The Dachstein-Hallstättersee region has been appointed UNESCO World Cultural and Natural Heritage. This honour is certainly closely connected to the salt mining history of Hallstatt that goes back 7,000 years. In the olden days, the miners lived on the elevated plain that you will reach comfortably with the cable-car in a few minutes. The story of the "Man in Salt" is true and we are certain that there still is the chance to find another "Man in Salt" any day. A two-way ride on the funicular is available from EUR 8.50 per adult! Children under 4 years of age accompanied by a parent are free on the funicular.
Some 64 metres of sliding fun on Europe's longest wooden slide are a major attraction at the Salzwelten Hallstatt. We do not only take a photograph of our visitors during the ride, we also measure their speed by Radar. At the end of the guided tour, you may acquire your personal souvenir photo. And for those who don't want to ride down the shoot there's a comfortable staircase nearby. There are two slides at the Salzwelten Hallstatt just like the ones the miners used for moving from one level of galleries to the one beneath.
We are right within the salt deposit in a disused leaching chamber called "Edlersberg". In the background you hear the rustle of the sea to remind you that all the salt in the world comes from the sea. Some 50 millions of millions of tons of salt are dissolved in the seas. Salt has many uses, and the world population consumes about 150 million tons per year.
Until the early Middle Ages, salt was mined exclusively as rock salt. Then, solution mining took over. Its principle is simple: fresh water is introduced into the saliferous mountain, the water will dissolve the salt while the non-soluble parts will sink to the ground of the leaching chamber. The saturated brine, i.e., the water containing about 26% of salt, is then conveyed out of the mountain.
Originally, the brine was scooped from the leaching chamber with buckets by the aid of a winch. Later, an outlet box was used to control the flow of the brine to the gallery level underneath. Nowadays, the brine is pumped upwards.
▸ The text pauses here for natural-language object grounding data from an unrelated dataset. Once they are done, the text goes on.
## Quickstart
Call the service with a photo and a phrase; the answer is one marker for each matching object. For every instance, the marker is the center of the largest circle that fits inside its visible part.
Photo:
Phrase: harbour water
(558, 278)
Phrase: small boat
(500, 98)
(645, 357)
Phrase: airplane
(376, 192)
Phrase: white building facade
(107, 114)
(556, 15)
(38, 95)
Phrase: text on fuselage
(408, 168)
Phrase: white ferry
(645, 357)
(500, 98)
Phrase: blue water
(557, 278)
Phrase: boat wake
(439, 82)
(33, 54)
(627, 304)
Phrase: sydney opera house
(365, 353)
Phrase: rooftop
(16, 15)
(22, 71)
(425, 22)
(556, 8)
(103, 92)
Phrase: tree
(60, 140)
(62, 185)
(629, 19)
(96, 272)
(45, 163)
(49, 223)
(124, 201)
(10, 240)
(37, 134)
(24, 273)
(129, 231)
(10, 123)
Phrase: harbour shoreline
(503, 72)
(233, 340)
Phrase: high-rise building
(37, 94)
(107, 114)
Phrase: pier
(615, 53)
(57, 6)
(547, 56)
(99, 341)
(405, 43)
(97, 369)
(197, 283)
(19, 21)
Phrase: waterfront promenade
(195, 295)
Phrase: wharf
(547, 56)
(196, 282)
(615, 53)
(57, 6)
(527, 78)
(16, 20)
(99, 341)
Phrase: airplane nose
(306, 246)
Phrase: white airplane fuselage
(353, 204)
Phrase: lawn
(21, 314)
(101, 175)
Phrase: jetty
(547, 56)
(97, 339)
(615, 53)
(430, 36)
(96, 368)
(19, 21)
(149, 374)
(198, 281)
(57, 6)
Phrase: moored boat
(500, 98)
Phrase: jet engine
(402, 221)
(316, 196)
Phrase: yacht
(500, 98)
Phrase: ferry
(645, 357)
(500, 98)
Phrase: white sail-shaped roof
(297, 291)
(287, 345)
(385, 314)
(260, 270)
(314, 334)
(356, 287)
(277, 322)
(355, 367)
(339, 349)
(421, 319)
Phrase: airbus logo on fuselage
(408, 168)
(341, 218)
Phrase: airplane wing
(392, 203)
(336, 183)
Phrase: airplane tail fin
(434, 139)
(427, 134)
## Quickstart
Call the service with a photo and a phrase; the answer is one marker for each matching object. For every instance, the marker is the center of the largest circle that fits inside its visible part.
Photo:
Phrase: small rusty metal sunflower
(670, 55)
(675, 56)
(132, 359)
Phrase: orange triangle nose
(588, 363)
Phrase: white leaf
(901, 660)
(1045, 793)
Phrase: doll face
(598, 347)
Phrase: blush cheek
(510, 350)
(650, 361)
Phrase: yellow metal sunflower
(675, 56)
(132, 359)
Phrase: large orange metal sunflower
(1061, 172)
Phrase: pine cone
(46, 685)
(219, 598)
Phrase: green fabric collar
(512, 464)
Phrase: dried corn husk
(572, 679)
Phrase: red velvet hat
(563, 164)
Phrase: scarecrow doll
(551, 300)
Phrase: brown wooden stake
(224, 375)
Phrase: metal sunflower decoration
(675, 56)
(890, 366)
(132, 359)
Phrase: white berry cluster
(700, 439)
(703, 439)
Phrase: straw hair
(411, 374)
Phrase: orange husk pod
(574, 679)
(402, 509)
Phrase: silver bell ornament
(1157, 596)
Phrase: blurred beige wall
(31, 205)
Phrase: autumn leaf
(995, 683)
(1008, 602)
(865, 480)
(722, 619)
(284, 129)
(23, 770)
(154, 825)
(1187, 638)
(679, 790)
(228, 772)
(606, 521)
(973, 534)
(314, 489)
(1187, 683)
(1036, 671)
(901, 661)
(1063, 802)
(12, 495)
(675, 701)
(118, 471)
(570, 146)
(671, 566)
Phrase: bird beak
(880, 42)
Until 1964, further processing took place in Hallstatt's own brine coppers, since then the brine has been worked in the modern salt plant at Ebensee.
Sepp, the miner: We do some eavesdropping on Sepp the miner, who tells us the story of how the "Man preserved in the salt" was found in 1734. In the archaeological part of our tour, a walk of a mere 100 metres takes you back thousands of years into the Bronze and Iron Age and shows you traces of the past, such as the so-called "Heathens' Rock" and an original find from the 80th century B.C.